If the cousin came to you for advice, what would you suggest? Not selling the computer, I suspect. You'd take him to MABS, the money advice and budgeting service (not yet privatised itself...), and the MABS advisers would sit down with him and make out a budget plan to help him to order his money affairs.
They would tell him to talk to his lenders and make an arrangement to pay off his debts more slowly. The lenders will accept this, MABS would say, because they know it's more reliable.
Work is what is going to get you out of this problem, MABS would say. Take anything you can - a nixer painting the neighbour's house, a quick programming job setting up a database for your local school's scheduling of classes.
Grow your own vegetables: it won't get you an immediate result, but it will give you relaxing exercise, a way to think things through without being panicky, and then in the height of summer it will cut your food bills, and you can actually give something back to the friends who are helping you, with gifts of home-grown stuff.
If you have a skill, you can offer night classes to the same local schools and share your skill with others.
What MABS wouldn't say is "sell your tools to pay the moneylenders".
The European Central Bank and the International Monetary Fund are also telling the government to cut wages at the bottom - to make our poorer people even poorer - but to maintain salaries at the top.
This is a disastrous plan for the country.
I loved the Celtic Tiger - oh, sure, the arrogance of a small country that has suddenly got rich was embarrassing, but that would have passed. But I spent the Tiger years doing interviews for business magazines, mostly talking to tech entrepreneurs.
I loved it when someone running a company said "My dad was a trucker, my mam cleaned houses. But when the free education came in I was able to stay in school, and I turned out to have a real gift for programming and management."
This is something that was seldom heard in the 1950s, 1960s, 1970s or 1980s. Then, if your family was poor, you stayed poor. Because poverty smothers creativity. Poor people don't have the leisure or sense of relaxation - or the sense of ultimate possibility - that allows their children to dream, and to have the facilities to fulfil their dream.
I was in a suburb last night, an area that used to be dodgy when I was growing up. During the Tiger, it was gentrified, and the remains of this still show, in some beleaguered streets with gardens of penstemons and ceanothus and irises. But the sense of terror has returned. Turn a corner and the next street is filthy, with a group of teenagers jeering at the bus stop, a line of takeaways, and - I jumped to one side to avoid it - a syringe with blood clotted in the mouth lying on the street.
A wide division in salaries creates resentment and a dull anger that stops people working. "If that talentless swine is paid €300,000 a year and I'm paid €80 a shift, why should I bother working," people think. Even if they do work hard, out of pride in their trade, their simmering fury poisons the workplace.
(Even in the Celtic Tiger years, exploitation was rife, and not always at the bottom: for instance, one newspaper bare-facedly paid its casual sub-editors as "suppliers" to avoid PRSI and tax.)

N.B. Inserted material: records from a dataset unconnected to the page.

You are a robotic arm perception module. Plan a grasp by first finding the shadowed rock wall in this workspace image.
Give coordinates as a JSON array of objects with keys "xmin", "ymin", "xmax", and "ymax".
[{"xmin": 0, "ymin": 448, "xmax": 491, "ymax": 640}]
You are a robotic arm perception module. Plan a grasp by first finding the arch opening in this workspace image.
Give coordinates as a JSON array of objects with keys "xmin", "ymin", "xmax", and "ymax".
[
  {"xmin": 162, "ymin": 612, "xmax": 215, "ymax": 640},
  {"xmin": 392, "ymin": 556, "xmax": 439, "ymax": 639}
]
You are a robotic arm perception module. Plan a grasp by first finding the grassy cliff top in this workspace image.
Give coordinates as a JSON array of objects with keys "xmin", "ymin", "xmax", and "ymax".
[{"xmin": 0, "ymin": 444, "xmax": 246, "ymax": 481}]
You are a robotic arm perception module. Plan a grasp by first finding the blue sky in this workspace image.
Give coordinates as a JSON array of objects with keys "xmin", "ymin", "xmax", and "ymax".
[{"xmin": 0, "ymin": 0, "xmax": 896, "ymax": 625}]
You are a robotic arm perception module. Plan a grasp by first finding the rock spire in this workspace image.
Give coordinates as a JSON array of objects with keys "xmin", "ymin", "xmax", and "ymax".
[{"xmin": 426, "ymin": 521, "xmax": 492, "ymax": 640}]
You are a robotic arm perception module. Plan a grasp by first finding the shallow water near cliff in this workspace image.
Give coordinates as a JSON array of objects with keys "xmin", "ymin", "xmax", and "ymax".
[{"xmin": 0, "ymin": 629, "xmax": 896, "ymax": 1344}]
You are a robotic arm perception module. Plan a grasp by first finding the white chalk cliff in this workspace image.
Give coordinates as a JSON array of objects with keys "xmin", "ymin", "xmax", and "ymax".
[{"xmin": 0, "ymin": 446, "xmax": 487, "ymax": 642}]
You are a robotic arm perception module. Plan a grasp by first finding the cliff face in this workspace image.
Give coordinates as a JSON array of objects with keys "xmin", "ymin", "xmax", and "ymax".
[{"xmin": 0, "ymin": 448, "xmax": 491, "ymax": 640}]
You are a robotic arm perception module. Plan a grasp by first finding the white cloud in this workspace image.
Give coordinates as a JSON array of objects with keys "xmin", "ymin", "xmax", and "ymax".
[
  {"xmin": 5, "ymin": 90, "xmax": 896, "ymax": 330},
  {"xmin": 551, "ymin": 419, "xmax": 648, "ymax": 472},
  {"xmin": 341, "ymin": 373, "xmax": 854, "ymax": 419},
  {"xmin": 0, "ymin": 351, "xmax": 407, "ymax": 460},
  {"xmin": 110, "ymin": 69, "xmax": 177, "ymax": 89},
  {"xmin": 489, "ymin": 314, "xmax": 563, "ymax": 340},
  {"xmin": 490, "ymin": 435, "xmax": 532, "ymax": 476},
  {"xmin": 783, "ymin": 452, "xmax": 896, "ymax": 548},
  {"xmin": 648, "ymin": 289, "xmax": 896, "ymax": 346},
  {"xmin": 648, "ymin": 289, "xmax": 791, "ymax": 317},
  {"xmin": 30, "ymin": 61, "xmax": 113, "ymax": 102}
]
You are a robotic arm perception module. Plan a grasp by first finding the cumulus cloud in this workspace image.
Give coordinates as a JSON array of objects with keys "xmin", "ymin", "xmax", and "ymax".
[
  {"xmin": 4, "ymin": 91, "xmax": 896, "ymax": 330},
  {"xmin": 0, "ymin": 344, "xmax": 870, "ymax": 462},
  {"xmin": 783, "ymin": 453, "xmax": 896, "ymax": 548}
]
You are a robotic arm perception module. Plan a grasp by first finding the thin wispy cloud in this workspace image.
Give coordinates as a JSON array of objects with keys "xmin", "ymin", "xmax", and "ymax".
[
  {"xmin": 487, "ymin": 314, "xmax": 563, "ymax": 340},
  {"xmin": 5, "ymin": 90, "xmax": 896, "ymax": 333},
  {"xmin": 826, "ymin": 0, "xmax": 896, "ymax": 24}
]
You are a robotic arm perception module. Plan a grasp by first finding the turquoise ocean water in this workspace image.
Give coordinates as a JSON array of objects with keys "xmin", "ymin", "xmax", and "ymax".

In societies where incomes are relatively equal, there is not this resentment. You're valued for your skill rather than your earnings.
Ireland needs MABS thinking, but at the moment, the government is obeying the moneylenders' every instruction. If we look forward 20 years, what kind of country do we want?
The ECB and the IMF would like a privatised state run by capital for capital, with money as the motivator for all work.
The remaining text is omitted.